Avanza el concubinato entre el Ejército colombiano y la Organización del Tratado del Atlántico Norte (OTAN o “@NATO”, como chicanea el ministro de Defensa en sus redes sociales cada que le surge la posibilidad).
En esta ocasión los vínculos con la poderosa alianza militar se estrechan con miras a un programa de “cooperación” y “capacitación” de las Fuerzas Militares de Colombia. Las razones preliminares son de admirar. Intercambio en temas de educación y desminado humanitario, por ejemplo.
Difícil resistirse.
Por ahí mismo se promueve el sostenimiento de la lucha contra el narcotráfico, sin espacio alguno para discutir sin armas la guerra contra las drogas. Y saca pecho el Gobierno por sus avances contra el crimen transnacional.
La novedad está en lo que llaman “amenazas emergentes”. En este último caso, de la defensa de la Amazonia hemos pasado a los páramos y la importancia de protegerlos del cambio climático y demás posibles riesgos que puedan acecharlos.
En el mundo de la OTAN ya es una norma la relación cambio climático y seguridad. Los escenarios más catastróficos han sido debidamente argumentados y previstos. La Guerra Fría y las armas nucleares serían una de las metáforas comparativas.

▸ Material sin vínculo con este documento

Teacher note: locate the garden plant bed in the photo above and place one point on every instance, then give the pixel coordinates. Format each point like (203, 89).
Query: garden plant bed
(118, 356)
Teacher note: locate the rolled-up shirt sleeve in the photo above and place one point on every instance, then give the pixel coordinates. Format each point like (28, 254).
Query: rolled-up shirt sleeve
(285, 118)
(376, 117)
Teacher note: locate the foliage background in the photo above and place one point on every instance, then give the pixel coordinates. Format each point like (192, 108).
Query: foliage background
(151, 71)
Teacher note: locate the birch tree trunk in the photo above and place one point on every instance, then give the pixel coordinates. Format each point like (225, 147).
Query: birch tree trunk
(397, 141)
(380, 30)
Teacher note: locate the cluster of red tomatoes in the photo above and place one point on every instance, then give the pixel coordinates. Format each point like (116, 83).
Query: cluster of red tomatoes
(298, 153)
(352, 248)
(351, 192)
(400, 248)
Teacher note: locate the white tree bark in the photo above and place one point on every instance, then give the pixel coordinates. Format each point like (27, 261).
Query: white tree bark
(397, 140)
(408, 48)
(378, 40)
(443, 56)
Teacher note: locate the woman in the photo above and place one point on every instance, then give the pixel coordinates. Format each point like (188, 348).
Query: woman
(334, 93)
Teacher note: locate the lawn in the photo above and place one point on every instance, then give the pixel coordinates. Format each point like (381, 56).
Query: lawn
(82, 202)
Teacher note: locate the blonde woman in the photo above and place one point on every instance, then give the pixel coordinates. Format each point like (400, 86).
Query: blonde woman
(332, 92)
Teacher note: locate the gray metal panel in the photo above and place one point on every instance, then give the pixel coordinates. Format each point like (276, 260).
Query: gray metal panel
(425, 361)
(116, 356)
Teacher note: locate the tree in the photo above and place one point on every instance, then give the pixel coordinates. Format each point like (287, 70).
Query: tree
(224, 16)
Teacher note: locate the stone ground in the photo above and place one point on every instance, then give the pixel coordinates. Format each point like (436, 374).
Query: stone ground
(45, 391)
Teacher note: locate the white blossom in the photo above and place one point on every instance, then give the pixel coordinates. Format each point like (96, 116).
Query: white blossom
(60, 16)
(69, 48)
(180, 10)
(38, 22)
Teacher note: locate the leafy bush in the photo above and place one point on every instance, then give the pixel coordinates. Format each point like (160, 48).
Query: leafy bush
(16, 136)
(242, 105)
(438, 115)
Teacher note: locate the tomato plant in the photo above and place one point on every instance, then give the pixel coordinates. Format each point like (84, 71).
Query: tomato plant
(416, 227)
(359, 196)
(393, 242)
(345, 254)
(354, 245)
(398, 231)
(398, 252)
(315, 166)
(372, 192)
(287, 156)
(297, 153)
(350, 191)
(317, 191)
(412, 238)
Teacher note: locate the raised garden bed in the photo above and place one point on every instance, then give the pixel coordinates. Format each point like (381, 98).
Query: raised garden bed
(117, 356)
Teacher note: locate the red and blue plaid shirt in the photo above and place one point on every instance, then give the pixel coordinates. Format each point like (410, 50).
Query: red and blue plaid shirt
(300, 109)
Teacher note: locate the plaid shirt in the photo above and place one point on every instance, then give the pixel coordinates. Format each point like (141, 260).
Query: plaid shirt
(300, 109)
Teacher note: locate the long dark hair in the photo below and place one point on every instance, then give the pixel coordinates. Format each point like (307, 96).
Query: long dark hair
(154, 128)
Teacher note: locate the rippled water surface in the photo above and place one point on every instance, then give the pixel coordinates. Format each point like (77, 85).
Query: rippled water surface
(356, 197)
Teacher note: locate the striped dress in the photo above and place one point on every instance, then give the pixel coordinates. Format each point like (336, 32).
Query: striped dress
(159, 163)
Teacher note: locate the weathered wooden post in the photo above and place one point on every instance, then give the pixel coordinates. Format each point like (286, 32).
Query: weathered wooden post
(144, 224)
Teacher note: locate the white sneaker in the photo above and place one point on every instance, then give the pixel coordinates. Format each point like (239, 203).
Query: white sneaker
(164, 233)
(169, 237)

El cambio climático, se sostiene, acelerará los desplazamientos, intensificará los conflictos, garantizará nuevas guerras. El cambio climático es el nuevo “multiplicador de amenazas”.
En nombre de la estabilidad y la seguridad, más soldados y recursos para la militarización de los espacios en riesgo serán necesarios.
Nadie se opone, nadie pregunta.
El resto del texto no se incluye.